So there you stand, scratching your severed head in dismay; what gifts to get that ho-ho-ho-so difficult horrorhead in your family? Why suffer the hordes of zombiefied holiday shoppers, overwhelmed store employees, and bargain bins of the damned when you can sail down the Amazon in shopping comfort while sipping your favorite frothy beverage? To help you with your gift buying, Zombos Closet presents the first annual list of bloody best books any fan of horror cinema would die and come back for, again and again.
For the classic horror enthusiast, Monsters: A Celebration of the Classics from Universal Studios, is an over-sized, hard-covered licorice treat of photos and essays paying tribute to the unforgettable creature features of Universal Studios. Beginning with The Phantom of the Opera, and ending with The Creature from the Black Lagoon, both moldy oldie and glowingly young horrorheads can relive the glory days of the horrors that started it all.
In the monster-sized Hollywood Horror: From Gothic to Cosmic, author Mark A. Vieira tosses in the atomic and the psychic also to include the fright factory films of Universal Studios, and the post-atomic age drive-in horrors of the 1950s. From Val Lewton to Roger Corman, and on up to HAL 9000, the electronic monster in 2001: A Space Odyssey, Vieira provides an interesting, informative, and eye-poppingly photo-illustrated horror film history that would delight any horror fan. My favorite photo is a full-page shot of Ben Chapman in full costume as the Creature from the Black Lagoon, doing a little soft-shoe dance between scene takes.
More 1950's monster and mutant mayhem can be enjoyed by reading D. Earl Worth's Sleaze Creatures: An Illustrated Guide to Obscure Hollywood Horror Movies 1956 - 1959. Sure, these cheesy-good, could-have-been-a-B-Movie wonders are publicly derided by critics and horror snobs everywhere, but tucked away in many of their closets, to be watched only when the shades are drawn, are such gems as It Conquered the World, Attack of the Crab Monsters, and my personal favorite, The Crawling Eye.
Pop-up books are always fun, and whoever came up with the idea for doing Alfred Hitchcock: The Master of Suspense, A Pop-up Book is a wicked genius. The pop-ups for Frenzy and Psycho are my favorites. The book is a guaranteed "Wow, what a great idea; how thoughtful of you!" Now, if only they would do pop-up books for horror and terror films more often.

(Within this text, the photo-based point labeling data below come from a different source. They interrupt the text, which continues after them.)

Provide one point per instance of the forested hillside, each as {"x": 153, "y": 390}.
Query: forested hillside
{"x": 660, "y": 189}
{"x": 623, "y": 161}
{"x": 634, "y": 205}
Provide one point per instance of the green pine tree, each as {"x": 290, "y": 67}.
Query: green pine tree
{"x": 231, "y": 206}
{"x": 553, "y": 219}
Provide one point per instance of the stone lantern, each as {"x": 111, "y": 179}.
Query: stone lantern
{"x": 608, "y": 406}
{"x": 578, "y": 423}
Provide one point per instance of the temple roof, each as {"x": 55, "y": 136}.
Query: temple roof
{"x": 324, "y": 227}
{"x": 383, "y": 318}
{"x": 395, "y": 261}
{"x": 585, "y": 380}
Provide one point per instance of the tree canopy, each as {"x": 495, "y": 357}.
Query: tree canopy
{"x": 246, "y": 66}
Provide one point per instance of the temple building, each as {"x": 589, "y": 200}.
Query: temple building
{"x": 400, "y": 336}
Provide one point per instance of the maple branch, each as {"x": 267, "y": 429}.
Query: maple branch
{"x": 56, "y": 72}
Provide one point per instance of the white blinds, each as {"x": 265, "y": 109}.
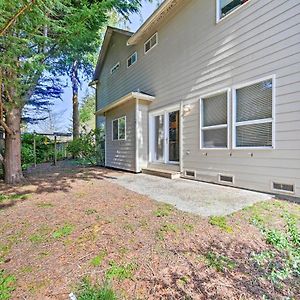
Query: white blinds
{"x": 215, "y": 110}
{"x": 214, "y": 121}
{"x": 254, "y": 118}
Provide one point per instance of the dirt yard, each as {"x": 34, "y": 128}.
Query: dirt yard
{"x": 65, "y": 224}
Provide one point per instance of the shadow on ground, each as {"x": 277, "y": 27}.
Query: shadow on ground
{"x": 47, "y": 178}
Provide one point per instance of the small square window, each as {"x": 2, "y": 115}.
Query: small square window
{"x": 115, "y": 68}
{"x": 225, "y": 7}
{"x": 214, "y": 129}
{"x": 254, "y": 115}
{"x": 132, "y": 59}
{"x": 151, "y": 43}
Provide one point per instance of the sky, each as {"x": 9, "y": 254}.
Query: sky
{"x": 62, "y": 110}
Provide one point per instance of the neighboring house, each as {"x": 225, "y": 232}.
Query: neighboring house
{"x": 210, "y": 89}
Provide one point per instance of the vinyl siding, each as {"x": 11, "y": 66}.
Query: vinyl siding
{"x": 121, "y": 154}
{"x": 195, "y": 56}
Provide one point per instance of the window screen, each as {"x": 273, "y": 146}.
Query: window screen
{"x": 227, "y": 6}
{"x": 254, "y": 118}
{"x": 132, "y": 59}
{"x": 150, "y": 43}
{"x": 122, "y": 128}
{"x": 214, "y": 121}
{"x": 254, "y": 102}
{"x": 215, "y": 110}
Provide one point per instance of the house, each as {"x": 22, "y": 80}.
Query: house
{"x": 209, "y": 89}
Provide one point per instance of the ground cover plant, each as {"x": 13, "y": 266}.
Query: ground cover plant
{"x": 80, "y": 233}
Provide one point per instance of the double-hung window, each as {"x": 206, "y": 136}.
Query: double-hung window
{"x": 253, "y": 115}
{"x": 225, "y": 7}
{"x": 132, "y": 59}
{"x": 214, "y": 121}
{"x": 115, "y": 68}
{"x": 119, "y": 129}
{"x": 151, "y": 43}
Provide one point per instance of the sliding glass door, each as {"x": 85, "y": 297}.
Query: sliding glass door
{"x": 165, "y": 137}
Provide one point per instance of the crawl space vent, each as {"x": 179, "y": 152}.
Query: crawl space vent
{"x": 225, "y": 178}
{"x": 283, "y": 187}
{"x": 190, "y": 173}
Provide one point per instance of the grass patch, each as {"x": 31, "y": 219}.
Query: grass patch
{"x": 89, "y": 291}
{"x": 97, "y": 260}
{"x": 220, "y": 222}
{"x": 41, "y": 235}
{"x": 13, "y": 197}
{"x": 7, "y": 285}
{"x": 165, "y": 229}
{"x": 283, "y": 261}
{"x": 164, "y": 210}
{"x": 63, "y": 231}
{"x": 219, "y": 262}
{"x": 90, "y": 211}
{"x": 44, "y": 205}
{"x": 120, "y": 272}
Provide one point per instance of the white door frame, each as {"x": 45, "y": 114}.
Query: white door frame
{"x": 165, "y": 112}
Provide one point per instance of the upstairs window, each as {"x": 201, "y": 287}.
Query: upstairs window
{"x": 253, "y": 115}
{"x": 119, "y": 129}
{"x": 151, "y": 43}
{"x": 132, "y": 59}
{"x": 225, "y": 7}
{"x": 115, "y": 68}
{"x": 214, "y": 121}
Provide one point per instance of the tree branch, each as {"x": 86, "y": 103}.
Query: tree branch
{"x": 15, "y": 17}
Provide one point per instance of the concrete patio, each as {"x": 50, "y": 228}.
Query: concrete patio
{"x": 201, "y": 198}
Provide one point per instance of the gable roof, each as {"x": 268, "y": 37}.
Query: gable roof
{"x": 107, "y": 37}
{"x": 149, "y": 25}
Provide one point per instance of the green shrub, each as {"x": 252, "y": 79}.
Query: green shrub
{"x": 88, "y": 291}
{"x": 7, "y": 285}
{"x": 86, "y": 147}
{"x": 220, "y": 262}
{"x": 221, "y": 222}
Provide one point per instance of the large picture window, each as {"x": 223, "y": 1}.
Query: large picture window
{"x": 119, "y": 129}
{"x": 214, "y": 121}
{"x": 253, "y": 115}
{"x": 225, "y": 7}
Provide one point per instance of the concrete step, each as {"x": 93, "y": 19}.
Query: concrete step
{"x": 161, "y": 173}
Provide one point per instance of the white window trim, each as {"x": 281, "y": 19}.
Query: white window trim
{"x": 202, "y": 128}
{"x": 112, "y": 129}
{"x": 252, "y": 122}
{"x": 218, "y": 11}
{"x": 112, "y": 71}
{"x": 155, "y": 34}
{"x": 135, "y": 53}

I drool at the thought of a Roger Corman pop-up book, or maybe even a Hammer Film's one.
Speaking of Hammer Films, A Vault of Horror: A Book of 80 Great British Horror Movies from 1950 - 1974 by Keith Topping, is a surefire horrorhead pleaser, and Netflix-empowering stocking stuffer. Each film is covered with meticulous, often humorous commentary, arranged into categories which include Outrageous Methods of Dispatch, Logic, Let Me Introduce You To This Window, and The Story Behind the Movie.
While any one (or all!) of these books would give your significant horrorhead-other many hours of gruesome delight, if you give only one gift, make it Famous Monster Movie Art of Basil Gogos. Every monsterkid growing up in the reign of Famous Monsters of Filmland magazine remembers the stark, other-worldly and vividly saturated colors of Basil Gogos's covers. From Bela to Karloff, and Chaney to Price, his portraits of the classic monsters of our willing nightmares are forever etched into our memories. While this retrospective is a trip down memory lane for older horror fans, even the more gore-centric fan will enjoy the inspiringly eerie, impressionistic artwork.